I expect I may have lost a few of you already; those who know the widows and orphans I’m talking about, and those who couldn’t give a damn. For anyone who may not have come across these words in the typographical sense before, and would like to know, let me explain.
A widow is the short last line of most paragraphs, especially one less than half the full measure. Particularly unpleasant is a widow consisting of only a single word.
In a block of display type, I advise eliminating an unwanted widow by adjusting the size of type or resetting in a different typeface. If this doesn’t work, adjust the paragraph by cutting or adding a word or two to the text.

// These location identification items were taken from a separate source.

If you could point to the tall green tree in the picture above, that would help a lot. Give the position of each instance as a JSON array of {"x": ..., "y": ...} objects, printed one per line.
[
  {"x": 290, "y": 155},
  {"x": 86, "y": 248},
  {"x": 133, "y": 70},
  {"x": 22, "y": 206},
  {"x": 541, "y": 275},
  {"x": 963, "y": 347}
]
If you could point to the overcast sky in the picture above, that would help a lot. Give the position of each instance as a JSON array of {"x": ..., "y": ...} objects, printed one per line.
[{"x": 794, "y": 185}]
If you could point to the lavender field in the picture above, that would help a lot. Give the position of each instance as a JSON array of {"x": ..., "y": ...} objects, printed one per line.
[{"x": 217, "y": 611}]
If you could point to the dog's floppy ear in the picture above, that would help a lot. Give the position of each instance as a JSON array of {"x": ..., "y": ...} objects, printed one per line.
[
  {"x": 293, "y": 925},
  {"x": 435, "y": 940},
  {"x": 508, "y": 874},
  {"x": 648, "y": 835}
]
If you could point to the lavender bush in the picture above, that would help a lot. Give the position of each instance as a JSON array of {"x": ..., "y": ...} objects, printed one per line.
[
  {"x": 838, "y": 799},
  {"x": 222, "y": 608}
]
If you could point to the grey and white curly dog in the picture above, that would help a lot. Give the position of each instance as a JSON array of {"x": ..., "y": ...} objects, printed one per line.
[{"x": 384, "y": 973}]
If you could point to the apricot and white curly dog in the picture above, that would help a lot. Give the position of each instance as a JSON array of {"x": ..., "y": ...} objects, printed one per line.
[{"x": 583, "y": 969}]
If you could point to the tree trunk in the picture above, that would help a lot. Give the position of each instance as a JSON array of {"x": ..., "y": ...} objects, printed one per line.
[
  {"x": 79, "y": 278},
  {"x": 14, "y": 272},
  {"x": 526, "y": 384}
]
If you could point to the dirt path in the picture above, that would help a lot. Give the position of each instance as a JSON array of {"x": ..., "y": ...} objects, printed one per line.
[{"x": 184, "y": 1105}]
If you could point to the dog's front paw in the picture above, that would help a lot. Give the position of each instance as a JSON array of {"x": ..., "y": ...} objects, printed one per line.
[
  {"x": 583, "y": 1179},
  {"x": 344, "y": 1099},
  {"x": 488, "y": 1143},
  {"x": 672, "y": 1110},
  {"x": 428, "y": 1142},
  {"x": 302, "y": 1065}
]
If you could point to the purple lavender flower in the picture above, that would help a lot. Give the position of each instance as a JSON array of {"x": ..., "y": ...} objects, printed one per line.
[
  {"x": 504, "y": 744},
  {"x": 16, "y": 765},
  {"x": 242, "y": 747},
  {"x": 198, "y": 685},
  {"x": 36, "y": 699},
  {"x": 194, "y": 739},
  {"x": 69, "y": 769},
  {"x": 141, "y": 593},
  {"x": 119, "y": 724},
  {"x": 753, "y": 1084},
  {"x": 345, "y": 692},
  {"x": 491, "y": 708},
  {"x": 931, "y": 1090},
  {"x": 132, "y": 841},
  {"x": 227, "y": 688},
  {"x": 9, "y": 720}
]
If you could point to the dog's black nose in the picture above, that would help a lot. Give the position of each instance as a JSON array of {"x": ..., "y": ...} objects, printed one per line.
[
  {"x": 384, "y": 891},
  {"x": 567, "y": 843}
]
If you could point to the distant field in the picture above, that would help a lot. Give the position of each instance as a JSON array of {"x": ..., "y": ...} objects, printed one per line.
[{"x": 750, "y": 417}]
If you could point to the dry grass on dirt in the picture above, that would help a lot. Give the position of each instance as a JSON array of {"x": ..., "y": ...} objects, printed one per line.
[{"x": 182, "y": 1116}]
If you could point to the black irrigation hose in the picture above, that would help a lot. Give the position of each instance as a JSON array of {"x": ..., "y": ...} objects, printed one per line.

When typesetting a book I’m not so pedantic, unless it is the last line of a paragraph that carries over to the top of the next page. This widow is nasty and should be got rid of by editing the text. If you really can’t cut anything from the paragraph, go back until you find a word or short sentence you can live without. This will pull the widow back to the bottom of the previous page, and sit at the end of the paragraph where it belongs.
An orphan is a first line separated from the rest of the paragraph by occurring at the foot of a page. Most templates avoid this happening by automatically replacing it with a line space, but watch out for it anyway. Unless you want to be accused of being ultra fussy by re-writing a previous paragraph on that page, just add a line space. The type will not come to the bottom of the page, but will look better than an orphan.
You have hopefully spent a lot of time, and probably a great deal of money, editing and perfecting your work. It is also important to ‘proof the finished galleys’. Take a little extra care and check the look of the printed words sitting on the page.